Learning about a central vascular access device for children

What is a central vascular access device?

A CVAD is a thin, flexible tube used to give medicines, fluids, nutrients, or blood products over a long period of time. It's also called a central line. It makes giving these things more comfortable because they are put directly into the line. That means your child is not poked with a needle every time. It may be used to draw blood for tests only if another vein, such as in the hand or arm, can't be used.

The CVAD is inserted through the skin into a vein in your child's chest, neck, groin, or arm. One end is moved into a large vein near the heart. In most cases the other end sticks out where it entered the skin. The end of the line that sticks out of the skin has caps on it. The health care team gives medicine or removes blood through the caps.

A baby in the neonatal intensive care unit (NICU) often has a line placed through the belly button. The NICU is the part of the hospital where premature or sick newborns are cared for.

Some of the common CVADs that are used outside the hospital or for longer periods of time include:

• A peripherally inserted central catheter, or PICC line (say "pick"). It often goes into a vein in your child's arm, and one end of the line sticks out of the skin.
• A tunneled catheter. It is surgically inserted into a vein in the neck or chest, and one end of the line sticks out of the skin.
• An implanted port. This is similar to a tunneled catheter but is left entirely under the skin. Medicines are injected through a "port" placed under the skin.

What happens when your child gets a central vascular access device?

In the hospital, a health care team will take care of your child and their CVAD.

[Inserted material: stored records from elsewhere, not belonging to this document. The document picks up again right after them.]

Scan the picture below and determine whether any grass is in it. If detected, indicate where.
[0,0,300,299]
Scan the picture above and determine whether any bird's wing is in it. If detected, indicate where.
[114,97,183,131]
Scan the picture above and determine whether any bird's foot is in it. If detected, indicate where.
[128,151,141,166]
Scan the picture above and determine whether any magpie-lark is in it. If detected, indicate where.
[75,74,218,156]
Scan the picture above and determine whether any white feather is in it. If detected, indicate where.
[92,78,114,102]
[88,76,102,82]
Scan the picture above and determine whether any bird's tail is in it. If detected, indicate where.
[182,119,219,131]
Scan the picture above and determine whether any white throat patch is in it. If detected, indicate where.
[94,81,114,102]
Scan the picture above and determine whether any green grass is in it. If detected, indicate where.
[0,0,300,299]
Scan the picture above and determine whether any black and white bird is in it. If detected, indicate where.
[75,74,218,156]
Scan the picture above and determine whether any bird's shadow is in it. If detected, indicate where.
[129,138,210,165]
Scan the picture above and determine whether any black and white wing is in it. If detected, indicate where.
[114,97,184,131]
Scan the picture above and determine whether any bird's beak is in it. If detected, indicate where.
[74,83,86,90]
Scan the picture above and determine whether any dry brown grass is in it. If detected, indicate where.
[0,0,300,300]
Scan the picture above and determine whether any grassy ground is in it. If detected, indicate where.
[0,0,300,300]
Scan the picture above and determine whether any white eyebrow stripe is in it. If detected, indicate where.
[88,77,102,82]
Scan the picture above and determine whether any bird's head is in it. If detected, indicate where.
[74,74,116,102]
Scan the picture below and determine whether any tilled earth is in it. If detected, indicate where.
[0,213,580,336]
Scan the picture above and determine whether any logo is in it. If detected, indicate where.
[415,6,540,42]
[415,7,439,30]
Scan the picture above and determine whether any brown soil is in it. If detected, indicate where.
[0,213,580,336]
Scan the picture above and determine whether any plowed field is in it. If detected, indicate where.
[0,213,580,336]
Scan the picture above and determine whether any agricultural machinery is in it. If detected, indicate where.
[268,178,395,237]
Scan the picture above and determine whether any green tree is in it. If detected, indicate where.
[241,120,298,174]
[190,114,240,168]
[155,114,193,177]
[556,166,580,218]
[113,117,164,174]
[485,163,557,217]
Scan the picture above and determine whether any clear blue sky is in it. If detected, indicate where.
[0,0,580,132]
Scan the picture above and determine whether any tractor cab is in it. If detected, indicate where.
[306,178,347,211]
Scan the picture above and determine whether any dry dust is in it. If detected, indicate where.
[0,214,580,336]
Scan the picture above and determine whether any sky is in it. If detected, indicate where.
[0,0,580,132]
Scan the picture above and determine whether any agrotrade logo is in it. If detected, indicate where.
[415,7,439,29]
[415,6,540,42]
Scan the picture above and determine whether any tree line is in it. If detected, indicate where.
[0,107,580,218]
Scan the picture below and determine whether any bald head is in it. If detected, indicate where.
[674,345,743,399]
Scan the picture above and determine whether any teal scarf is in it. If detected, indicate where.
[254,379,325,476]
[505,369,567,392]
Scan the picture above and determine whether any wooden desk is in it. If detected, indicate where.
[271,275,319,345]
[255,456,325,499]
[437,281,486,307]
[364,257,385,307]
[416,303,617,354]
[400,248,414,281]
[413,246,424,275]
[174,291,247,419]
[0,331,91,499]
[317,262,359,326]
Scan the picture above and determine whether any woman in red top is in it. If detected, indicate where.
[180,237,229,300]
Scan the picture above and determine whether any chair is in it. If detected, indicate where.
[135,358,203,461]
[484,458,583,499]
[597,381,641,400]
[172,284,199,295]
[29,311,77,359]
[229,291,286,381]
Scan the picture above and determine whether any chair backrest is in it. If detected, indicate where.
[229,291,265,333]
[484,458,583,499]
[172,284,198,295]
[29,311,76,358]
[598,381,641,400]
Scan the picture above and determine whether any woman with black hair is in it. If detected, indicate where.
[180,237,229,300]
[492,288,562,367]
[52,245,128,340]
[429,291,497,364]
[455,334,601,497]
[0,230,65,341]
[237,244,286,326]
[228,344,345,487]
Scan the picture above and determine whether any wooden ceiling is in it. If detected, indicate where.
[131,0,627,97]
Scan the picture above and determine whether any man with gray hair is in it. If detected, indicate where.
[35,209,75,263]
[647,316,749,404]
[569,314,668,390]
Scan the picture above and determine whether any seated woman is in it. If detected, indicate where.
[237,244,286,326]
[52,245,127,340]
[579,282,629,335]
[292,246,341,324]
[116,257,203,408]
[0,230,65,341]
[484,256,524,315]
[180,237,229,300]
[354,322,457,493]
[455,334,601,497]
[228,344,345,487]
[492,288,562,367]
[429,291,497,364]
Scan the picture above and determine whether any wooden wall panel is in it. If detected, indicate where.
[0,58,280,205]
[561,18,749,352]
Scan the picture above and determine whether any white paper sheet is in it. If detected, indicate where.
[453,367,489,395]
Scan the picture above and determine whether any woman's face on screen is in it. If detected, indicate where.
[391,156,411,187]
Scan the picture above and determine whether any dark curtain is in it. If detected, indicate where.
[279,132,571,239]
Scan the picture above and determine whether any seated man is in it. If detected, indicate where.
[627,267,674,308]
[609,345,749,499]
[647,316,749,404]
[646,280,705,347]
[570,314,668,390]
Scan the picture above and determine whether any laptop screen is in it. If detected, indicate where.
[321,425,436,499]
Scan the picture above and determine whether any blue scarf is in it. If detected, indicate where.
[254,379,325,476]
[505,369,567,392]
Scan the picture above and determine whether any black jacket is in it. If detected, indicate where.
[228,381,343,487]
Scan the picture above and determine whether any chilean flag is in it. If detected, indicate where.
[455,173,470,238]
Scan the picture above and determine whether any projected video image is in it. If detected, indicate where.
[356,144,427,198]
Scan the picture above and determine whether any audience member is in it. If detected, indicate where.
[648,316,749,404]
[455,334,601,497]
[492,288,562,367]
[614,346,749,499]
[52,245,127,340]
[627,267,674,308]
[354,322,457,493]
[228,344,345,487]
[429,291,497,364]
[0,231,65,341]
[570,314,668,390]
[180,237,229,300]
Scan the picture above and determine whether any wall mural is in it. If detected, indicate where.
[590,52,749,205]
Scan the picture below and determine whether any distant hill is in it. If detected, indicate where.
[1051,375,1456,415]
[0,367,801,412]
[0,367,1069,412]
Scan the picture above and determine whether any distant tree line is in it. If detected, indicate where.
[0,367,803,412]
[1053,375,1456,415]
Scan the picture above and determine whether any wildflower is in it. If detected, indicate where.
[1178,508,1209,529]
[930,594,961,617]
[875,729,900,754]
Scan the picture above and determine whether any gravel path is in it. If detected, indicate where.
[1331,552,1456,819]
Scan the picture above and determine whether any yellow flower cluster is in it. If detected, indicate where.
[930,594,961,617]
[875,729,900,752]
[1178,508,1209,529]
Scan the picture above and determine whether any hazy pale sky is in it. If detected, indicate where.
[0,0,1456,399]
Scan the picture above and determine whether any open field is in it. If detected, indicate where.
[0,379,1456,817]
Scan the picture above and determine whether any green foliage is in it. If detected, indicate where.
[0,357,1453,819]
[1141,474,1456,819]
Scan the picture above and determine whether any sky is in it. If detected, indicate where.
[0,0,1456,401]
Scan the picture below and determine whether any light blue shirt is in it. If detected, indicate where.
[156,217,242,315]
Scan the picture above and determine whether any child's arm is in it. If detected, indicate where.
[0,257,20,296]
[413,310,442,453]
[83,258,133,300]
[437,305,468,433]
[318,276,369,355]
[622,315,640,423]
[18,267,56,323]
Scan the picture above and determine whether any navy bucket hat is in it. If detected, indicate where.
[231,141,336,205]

Insertion and care of the CVAD

Your child's team will:

• Check the site and dressing regularly. How often this is done depends on the situation.
• Wash their hands before and after handling the CVAD.
• Clean or replace the parts when needed.

Changing the dressing

The team will:

• Use clean and proper materials for the dressing, which covers the site.
• Clean the site and area whenever they change the dressing.
• Replace the dressing when it is damp, loose, or dirty. It will be changed regularly.

Home care

If your child goes home with a CVAD, the team will give you detailed instructions on how to care for it and what to do if any problems occur. In general:

• Always wash your hands before you touch your child's CVAD. Make sure anyone who touches it also washes their hands.
• Try to keep the skin at the site dry. This can help prevent infection. When your child showers or bathes, cover the site with waterproof material, such as plastic wrap. Be sure you cover both the CVAD site and the cap(s).
• Fasten or tape the CVAD to your child's body to prevent it from pulling or dangling. Avoid bending or crimping it. And have your child wear clothing that doesn't rub or pull on it.